← Back to homepage

Building a Decision Tree for classification with Python and Scikit-learn

January 23, 2022 by Chris

Although we hear a lot about deep learning these days, there is a wide variety of other machine learning techniques that can still be very useful. Decision tree learning is one of them. By recursively partitioning your feature space into segments that group common elements yielding a class outcome together, it becomes possible to build predictive models for both classification and regression.

In today's tutorial, you will learn to build a decision tree for classification. You will do so using Python and one of the key machine learning libraries for the Python ecosystem, Scikit-learn. After reading it, you will understand...

Are you ready? Let's take a look! 😎

What are decision trees?

Suppose that you have a dataset that describes wines in many columns, and the wine variety in the last column.

These independent variables can be used to build a predictive model that, given some new inputs, tells us whether a specific measurement comes from a wine of variety one, two or three, ...

As you already know, there are many techniques for building predictive models. Deep neural networks are very popular these days, but there are also approaches that are a bit more classic - but not necessarily wrong.

Decision trees are one such technique. They essentially work by breaking down the decision-making process into many smaller questions. In the wine scenario, as an example, you know that wines can be separated by color. This distinguishes between wine varieties that make white wine and varieties that make red wine. There are more such questions that can be asked: what is the alcohol content? What is the magnesium content? And so forth.

An example of a decision tree. Each variety (there are three) represents a different color - orange, green and purple. Both color and color intensity point towards an estimated class given a sub question stage. For example, the first question points towards class 2, the path of which gets stronger over time. Still, it is possible to end up with both class 1 and class 3 - by simply taking the other path or diverting down the road.

By structuring these questions in a smart way, you can separate the classes (in this case, the varieties) by simply providing answers that point you to a specific variety. And precisely that is what decision trees are: they are tree-like structures that break your classification problem into many smaller sub questions given the inputs you have.
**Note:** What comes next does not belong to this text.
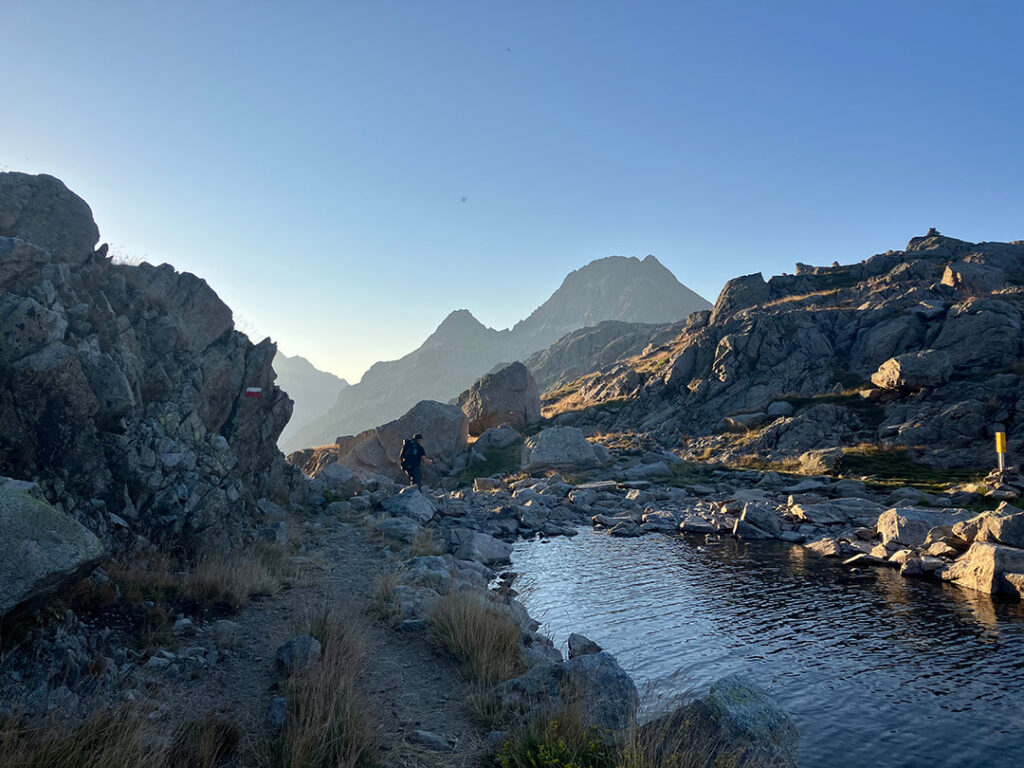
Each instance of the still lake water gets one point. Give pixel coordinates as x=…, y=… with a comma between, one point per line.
x=876, y=669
Decision trees can be constructed manually. More relevant however is the automated construction of decision trees. And that is precisely what you will be looking at today, by building one with Scikit-learn.

How are decision tree classifiers learned in Scikit-learn?

In today's tutorial, you will be building a decision tree for classification with the DecisionTreeClassifier class in Scikit-learn. When learning a decision tree, it follows the Classification And Regression Trees or CART algorithm - at least, an optimized version of it. Let's first take a look at how this algorithm works, before we build a classification decision tree.

Learning a CART tree

At a high level, a CART tree is built in the following way, using some split evaluation criterion (we will cover that in a few moments):

  1. Compute all splits that can be made (often, this is a selection over the entire feature space). In other words, do this for each of the independent variables, and a target value. For example, in the tree above, "Proline <= 755.0" in the root node is one such split at the first level. It's the proline variable, with 755.0 as the target value.
  2. For each split, compute the value of the split evaluation criterion.
  3. Pick the one with the best value as the split.
  4. Repeat this process for the next level, until split generation is exhausted (by either a lack of further independent variables or a user-constrained depth of the decision tree).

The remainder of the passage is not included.